You tacky thing, you put them on
Nicer people would feel bad about this.
Friday night I was in the shower, trying to hose off the feeling of the airport, hoping to reach a level of wind-down that would let me sleep. I was exhausted and suffering from left over crankiness from not being allowed a bottle of water on the fucking plane. And I missed my puppet. If it wasn't for the residual happy of the trip I'd have been in a piss poor mood.
I could've sworn someone was knocking on the door.
Ignore such things and they'll go away. No one could possibly be crazy enough to knock for longer than a couple of seconds. Two-three knocks and no answer means no one's home or at least no one that wants to talk to you. I wish I was exagerating, but it was several minutes later when I walked into the living room. Looking smashing I might add in a far too large t-shirt and pajama pants, my wet hair dripping into my eyes. Y'know, the basic outfit one would wear when entertaining guests.
*Knock, knock, knockknockKNOCK*
The fuck. That is someone at the door, and my fucking porch light is burnt out. Fuck.
"Who is it?" I yelled at the door.
My bald, overweight, "Real Men Love Jesus" t-shirt wearing, boring as an afternoon at the grass growing factory neighbor, that's who.
"What's wrong?" still conversing with a door.
"Nothing, I just wanted to talk for a minute."
Oh for fuck's sake. FUCK! I do NOT need this.
"What about?" I stepped onto the porch.
"It's just, well, how have you been?"
Jesus Christ on a bike. "Fine, you?"
"Good, yeah, good...So, I was wondering, would you-well, you're a really nice and interesting girl (*girl?---GIRL!?!*)and I was wondering would you ever want to go out-- with me--somewhere?"
This is where my charm really shines through reader.
"No. I don't date."
"What do you mean, you don't date what--"

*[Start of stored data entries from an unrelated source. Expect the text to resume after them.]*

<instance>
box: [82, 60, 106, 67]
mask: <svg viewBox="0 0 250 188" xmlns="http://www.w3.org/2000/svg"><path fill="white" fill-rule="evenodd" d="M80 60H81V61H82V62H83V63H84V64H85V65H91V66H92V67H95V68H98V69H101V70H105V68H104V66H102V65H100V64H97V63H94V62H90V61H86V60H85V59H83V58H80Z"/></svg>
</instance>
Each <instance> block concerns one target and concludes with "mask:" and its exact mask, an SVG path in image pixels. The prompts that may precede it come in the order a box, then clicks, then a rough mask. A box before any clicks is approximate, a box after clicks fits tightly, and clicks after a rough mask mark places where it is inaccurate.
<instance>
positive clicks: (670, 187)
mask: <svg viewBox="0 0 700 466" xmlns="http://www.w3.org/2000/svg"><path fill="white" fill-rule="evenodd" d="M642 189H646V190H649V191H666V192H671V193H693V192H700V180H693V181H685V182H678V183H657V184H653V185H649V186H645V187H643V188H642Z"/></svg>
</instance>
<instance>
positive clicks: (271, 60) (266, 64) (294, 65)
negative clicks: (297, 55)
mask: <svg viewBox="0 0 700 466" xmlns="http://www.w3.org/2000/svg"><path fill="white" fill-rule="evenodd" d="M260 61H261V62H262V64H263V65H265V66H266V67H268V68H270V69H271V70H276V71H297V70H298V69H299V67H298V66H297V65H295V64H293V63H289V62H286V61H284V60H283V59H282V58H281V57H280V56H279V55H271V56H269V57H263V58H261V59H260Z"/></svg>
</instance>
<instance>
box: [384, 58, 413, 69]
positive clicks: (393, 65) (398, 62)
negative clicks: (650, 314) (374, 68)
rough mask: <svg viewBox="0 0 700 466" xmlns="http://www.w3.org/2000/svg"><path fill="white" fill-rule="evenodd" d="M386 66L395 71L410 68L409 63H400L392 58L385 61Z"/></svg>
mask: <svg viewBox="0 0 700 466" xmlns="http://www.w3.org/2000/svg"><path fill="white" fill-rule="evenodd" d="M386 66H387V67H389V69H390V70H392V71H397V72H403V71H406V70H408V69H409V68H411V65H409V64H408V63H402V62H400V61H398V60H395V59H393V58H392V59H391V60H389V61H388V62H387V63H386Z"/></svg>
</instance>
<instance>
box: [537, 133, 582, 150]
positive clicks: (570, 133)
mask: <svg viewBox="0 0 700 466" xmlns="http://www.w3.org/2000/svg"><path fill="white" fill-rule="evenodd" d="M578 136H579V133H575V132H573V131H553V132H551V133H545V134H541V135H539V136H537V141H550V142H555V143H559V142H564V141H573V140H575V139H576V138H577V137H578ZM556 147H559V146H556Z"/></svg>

I cut him off. "No qualifiers, I don't date. I'm happier the possible other parties are happier, fewer people have nervous breakdowns. It works out for everyone involved in the long run."
"Who isn't happy? You, or the other person?"
Why didn't I just tell him I was gay? So much easier and since he's ultra-God fearing I'm sure he's read Leviticus. It would've disguste him right off the porch and from bothering me ever again. Note to self, in the future-I'm gay. No further explanation needed.
"The other person is usually having a great time. I just don't like people. They bore me."
This guy is clearly a glutton, or he couldn't come up with a good out. "That can't be true."
"No, it is. I don't like people, don't want to be forced to carry on mundane conversations (*hint!*) don't want to pretend I'm interested in something I'm not."
"So, does that mean you'd be opposed to going out to dinner sometime?" clearly this guy is too dumb to live. Oh Mr. Drive-by-Shooters of the Eastside, I have an easy target for you! If he heard a gunshot he'd probably run towards to oncoming bullet out of curiosity.
"Yes, it would. That would be a date, and I'm not interested in that." I had, by this time moved closer to the door. Leave Real Man that Loves Jesus-leave now before I unleash my real feelings-because so far I've been NICE.
"But you have friends, you do things."
"Yes, on my own terms. I don't want to be bothered with someone else's idea of what I should be or should be doing." I am the charmer, no wonder he couldn't take "For the love of all that is sensible, good and true, NO!' for an answer.
He sort of maybe got the hint at this point, I thought. The rocks along the edge of my sad little garden got the point-surely he did too.
"Maybe we could go out in a group sometime," he said.
Do you have ANY functioning brain cells in that block head of yours? NO-goddammit!-NO!
"I tend to prefer to accidently meet up with people rather than go on planned excursions. I don't want to be too tied to anyone else's itinerary." See, how nice I am? I am so sweet my teeth hurt.
He finally gave up. "Yeah, well, it took me awhile to get the nerve to come over here..." Poor you. "I came over last night during the storm, I wanted to make sure you were okay." Right-because I'm a helpless female that's afraid of rain. While you were worried about my safety during typical Southern summer weather I was walking through New York City in the middle of the night alone and lost and no harm came anywhere near me. But yeah, I can see where I might be afraid of a widdle bit of God moving his furniture. What a thoughtful gentleman you are. Save me! Big strong man!
Ass.
He left, I remembered to lock the screen door this time. Can't knock on a door you can't reach. Then I sat down on the couch-flipped the channel over to USA and laughed. Wow, could you be a worse judge of character than that guy?